Один бойкий молодой человек, служивший в областном управлении, страшно донимал Видриеру вопросами и расспросами и сообщал ему новости, ходившие по городу, так как лиценциат обо всем рассуждал и на все давал ответы. Сказал он ему как-то:
– Видриера, сегодня ночью в тюрьме отошел в лучшую жизнь ростовщик, осужденный на виселицу.
Тот ответил:
– И отлично сделал, что отошел, а попадись он в руки палача, пришлось бы ему лететь туда по воздуху.
На паперти церкви св. Франсиска собралось несколько генуэзцев, и, когда герой наш проходил мимо, один из них окликнул его и сказал:
– Пожалуйте сюда, сеньор Видриера; расскажите нам какие-нибудь анекдоты.
– Не хочу, – возразил тот, – а то вы их сию же минуту отправите в Геную!
Повстречал он однажды какую-то купчиху, впереди которой шла ее дочка, очень некрасивая, но пышно разодетая и осыпанная драгоценными камнями и жемчугом, и обратился к матери с такими словами:
– Как хорошо вы сделали, что ее вымостили: теперь ее рытвины и ухабы как рукой сняло!
Про пирожников он говорил, что они уже много лет безнаказанно развлекают себя игрой «в двойную ставку»: пирог, стоящий два мараведиса, продается у них за четыре; тот, что стоит четыре, – за восемь мараведисов, а тот, что стоит восемь, – за полреала, и все это делается по их собственному почину и усмотрению.
Содержателей кукольных театров он всячески поносил и при этом указывал, что они не только бродяги, но к тому же еще крайне легкомысленно обращаются с вещами божественными, ибо куклы, которые они показывают в своих ящиках, вместо набожных чувств возбуждают у зрителя смех. Случается, что, свалив в один мешок все фигуры Ветхого и Нового Завета, они садятся на них сверху, когда едят и пьют в кабаках и харчевнях; одним словом, можно только удивляться, почему власти не заставят умолкнуть на веки вечные все эти кукольные ящики и почему этих бродяг не выгонят из государства.

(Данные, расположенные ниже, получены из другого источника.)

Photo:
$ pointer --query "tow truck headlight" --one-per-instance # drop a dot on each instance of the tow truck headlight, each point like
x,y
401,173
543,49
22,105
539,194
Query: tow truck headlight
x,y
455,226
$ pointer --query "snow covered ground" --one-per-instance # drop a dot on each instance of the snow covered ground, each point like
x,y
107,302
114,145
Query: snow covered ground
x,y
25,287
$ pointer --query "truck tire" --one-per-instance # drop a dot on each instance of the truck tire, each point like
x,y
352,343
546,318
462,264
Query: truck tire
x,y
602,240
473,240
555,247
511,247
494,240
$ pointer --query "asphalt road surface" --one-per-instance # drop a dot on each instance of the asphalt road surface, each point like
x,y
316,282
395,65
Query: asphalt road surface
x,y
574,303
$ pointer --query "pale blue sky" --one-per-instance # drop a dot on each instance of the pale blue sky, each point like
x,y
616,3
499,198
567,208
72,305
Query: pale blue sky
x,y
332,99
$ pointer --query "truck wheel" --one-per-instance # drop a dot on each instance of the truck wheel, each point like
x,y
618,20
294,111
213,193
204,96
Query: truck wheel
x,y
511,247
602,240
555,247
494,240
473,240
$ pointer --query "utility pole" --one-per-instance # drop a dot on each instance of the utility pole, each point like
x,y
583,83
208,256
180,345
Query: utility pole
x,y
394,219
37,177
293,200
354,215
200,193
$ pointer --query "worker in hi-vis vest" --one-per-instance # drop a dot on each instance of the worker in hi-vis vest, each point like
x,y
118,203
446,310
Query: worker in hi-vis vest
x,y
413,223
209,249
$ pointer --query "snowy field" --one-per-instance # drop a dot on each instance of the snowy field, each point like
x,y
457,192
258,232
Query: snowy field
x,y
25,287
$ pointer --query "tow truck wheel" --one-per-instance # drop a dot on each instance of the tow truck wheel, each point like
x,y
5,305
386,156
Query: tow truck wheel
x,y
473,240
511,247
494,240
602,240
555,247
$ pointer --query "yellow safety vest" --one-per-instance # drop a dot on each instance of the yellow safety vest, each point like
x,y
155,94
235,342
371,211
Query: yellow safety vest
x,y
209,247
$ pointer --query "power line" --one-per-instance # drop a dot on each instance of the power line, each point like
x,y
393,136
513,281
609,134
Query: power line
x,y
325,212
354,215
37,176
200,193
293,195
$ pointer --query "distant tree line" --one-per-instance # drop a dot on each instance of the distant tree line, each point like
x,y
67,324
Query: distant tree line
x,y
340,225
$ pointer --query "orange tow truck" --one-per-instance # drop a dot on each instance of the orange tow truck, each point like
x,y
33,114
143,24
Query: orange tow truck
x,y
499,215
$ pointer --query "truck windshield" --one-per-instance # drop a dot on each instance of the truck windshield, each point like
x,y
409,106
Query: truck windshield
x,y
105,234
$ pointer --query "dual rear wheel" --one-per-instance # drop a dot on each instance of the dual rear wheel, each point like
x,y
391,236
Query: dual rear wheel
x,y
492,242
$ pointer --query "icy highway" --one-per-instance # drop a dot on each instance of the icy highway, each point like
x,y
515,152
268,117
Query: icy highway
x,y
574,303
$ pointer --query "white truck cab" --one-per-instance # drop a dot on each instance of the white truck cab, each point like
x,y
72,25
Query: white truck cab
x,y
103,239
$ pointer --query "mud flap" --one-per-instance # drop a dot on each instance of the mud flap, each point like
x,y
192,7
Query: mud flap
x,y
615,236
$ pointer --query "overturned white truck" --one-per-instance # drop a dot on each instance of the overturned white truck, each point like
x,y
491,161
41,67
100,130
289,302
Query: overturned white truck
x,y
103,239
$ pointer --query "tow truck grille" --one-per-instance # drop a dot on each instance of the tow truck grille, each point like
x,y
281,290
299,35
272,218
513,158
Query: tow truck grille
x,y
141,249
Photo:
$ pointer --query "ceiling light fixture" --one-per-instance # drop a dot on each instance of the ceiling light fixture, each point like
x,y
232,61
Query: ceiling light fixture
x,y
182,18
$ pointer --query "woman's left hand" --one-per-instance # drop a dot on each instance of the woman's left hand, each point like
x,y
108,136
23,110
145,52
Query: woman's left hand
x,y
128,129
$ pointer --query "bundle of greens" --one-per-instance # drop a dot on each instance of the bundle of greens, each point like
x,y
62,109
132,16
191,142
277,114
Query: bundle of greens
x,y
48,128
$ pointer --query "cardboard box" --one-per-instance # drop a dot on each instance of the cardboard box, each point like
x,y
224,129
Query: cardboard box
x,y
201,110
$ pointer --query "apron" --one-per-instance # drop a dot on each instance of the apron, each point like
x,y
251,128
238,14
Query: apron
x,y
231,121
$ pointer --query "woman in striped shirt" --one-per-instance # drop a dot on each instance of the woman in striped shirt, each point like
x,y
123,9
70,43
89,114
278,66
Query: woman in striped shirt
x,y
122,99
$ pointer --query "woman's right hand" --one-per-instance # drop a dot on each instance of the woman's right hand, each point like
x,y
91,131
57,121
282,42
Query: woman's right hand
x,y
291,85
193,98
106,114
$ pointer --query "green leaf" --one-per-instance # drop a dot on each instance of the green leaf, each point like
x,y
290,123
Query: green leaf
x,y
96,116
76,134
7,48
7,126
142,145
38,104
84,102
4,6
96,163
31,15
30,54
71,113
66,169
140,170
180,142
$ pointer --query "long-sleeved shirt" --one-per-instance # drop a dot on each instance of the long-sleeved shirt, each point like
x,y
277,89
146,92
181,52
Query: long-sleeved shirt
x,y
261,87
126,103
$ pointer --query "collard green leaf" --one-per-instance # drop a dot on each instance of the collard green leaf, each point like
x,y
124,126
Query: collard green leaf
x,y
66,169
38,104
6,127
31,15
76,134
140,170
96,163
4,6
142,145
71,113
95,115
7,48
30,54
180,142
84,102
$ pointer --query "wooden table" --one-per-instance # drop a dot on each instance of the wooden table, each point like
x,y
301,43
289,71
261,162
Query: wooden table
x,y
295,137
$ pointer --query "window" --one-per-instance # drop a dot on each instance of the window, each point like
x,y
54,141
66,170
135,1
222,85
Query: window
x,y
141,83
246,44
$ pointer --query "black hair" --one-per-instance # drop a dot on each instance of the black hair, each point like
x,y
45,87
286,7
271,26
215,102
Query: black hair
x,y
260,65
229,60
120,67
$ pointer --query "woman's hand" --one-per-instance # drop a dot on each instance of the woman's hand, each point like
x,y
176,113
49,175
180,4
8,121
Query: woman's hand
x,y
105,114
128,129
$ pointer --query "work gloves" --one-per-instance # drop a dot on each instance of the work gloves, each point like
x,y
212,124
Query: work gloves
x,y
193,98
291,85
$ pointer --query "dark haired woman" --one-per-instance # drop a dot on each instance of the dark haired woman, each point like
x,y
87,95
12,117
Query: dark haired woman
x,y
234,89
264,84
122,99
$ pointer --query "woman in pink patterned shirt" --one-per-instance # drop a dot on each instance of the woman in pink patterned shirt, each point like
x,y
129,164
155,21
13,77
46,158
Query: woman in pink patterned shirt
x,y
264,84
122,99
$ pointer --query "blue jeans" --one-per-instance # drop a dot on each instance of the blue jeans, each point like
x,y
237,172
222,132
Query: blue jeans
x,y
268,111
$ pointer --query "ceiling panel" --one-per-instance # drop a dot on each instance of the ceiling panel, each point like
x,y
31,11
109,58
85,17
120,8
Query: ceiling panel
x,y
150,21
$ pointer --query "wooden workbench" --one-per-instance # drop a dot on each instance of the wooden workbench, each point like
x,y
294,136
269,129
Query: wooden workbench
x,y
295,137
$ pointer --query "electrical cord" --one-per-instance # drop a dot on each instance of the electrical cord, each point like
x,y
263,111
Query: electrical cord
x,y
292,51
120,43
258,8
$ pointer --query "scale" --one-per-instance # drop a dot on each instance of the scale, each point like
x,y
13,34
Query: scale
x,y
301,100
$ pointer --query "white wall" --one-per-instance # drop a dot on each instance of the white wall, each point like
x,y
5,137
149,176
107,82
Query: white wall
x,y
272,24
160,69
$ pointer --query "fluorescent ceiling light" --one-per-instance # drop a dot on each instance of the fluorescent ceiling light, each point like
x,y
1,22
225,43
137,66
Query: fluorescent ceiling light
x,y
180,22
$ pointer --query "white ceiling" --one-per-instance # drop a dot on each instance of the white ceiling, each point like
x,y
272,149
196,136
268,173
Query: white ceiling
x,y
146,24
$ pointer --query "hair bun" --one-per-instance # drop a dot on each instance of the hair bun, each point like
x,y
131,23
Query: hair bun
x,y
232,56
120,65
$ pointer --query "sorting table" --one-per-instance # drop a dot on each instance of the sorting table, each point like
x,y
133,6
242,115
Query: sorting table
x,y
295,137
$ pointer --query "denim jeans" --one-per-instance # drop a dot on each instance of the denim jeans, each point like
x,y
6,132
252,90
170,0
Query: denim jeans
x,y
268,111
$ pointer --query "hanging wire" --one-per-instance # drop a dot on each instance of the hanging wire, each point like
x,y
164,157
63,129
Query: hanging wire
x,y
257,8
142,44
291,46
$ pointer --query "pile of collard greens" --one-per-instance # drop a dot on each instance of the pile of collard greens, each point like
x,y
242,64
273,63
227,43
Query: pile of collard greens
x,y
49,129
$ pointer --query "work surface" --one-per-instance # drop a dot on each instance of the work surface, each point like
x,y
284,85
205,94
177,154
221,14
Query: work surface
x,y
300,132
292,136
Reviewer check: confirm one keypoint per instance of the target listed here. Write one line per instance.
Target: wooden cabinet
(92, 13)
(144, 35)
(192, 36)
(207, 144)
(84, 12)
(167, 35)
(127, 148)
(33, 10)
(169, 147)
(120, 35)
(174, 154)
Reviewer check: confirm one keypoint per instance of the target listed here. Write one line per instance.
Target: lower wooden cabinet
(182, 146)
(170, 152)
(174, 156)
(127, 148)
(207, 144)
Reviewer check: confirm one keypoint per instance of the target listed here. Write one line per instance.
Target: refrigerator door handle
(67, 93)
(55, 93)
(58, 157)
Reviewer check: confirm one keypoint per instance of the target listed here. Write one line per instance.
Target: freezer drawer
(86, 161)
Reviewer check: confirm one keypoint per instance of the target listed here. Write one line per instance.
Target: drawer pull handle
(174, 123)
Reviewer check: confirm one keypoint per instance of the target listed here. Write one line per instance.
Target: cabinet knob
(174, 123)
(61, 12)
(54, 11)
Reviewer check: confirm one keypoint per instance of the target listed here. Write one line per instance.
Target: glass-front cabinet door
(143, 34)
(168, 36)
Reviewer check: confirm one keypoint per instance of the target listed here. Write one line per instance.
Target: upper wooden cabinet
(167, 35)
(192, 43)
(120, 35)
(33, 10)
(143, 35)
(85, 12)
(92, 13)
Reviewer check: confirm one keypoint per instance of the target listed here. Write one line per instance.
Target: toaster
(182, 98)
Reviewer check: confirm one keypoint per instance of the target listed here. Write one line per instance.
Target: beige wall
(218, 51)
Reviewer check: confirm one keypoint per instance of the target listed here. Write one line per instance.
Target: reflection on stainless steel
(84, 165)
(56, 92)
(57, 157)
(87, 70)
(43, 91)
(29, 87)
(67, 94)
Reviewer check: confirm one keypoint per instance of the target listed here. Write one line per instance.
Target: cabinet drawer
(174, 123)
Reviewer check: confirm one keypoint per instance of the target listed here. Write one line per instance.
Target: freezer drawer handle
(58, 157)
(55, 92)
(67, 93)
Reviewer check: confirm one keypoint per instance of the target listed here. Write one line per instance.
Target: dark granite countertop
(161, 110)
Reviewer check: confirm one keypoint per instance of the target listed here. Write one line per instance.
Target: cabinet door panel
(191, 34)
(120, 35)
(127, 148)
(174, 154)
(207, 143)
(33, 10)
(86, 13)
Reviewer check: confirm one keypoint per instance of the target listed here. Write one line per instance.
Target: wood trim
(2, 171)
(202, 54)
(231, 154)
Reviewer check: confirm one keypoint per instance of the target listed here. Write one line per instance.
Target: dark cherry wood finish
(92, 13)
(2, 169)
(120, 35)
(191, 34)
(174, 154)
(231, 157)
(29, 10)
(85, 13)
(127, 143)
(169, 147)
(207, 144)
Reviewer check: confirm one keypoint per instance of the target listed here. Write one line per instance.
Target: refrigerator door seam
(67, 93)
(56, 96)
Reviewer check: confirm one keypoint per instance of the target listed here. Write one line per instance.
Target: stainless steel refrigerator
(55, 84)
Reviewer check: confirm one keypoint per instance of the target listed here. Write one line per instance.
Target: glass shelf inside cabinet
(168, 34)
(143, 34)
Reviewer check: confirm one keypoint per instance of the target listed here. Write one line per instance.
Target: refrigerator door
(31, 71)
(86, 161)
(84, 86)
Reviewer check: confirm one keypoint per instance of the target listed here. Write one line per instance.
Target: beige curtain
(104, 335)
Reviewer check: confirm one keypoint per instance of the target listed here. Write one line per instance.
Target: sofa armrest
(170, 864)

Мимо того места, где стоял Видриера, однажды прошел актер, одетый, как какой-нибудь князь. Видриера посмотрел на него и сказал:
– Помнится, я видел его на сцене с лицом, намазанным мукой, и в тулупе мехом наружу; за всем тем, однако, вне подмостков он всегда клянется честью идальго.
– Должно быть, он и есть дворянин, – вставил кто-то, – среди актеров часто попадаются люди хорошего рода и идальго.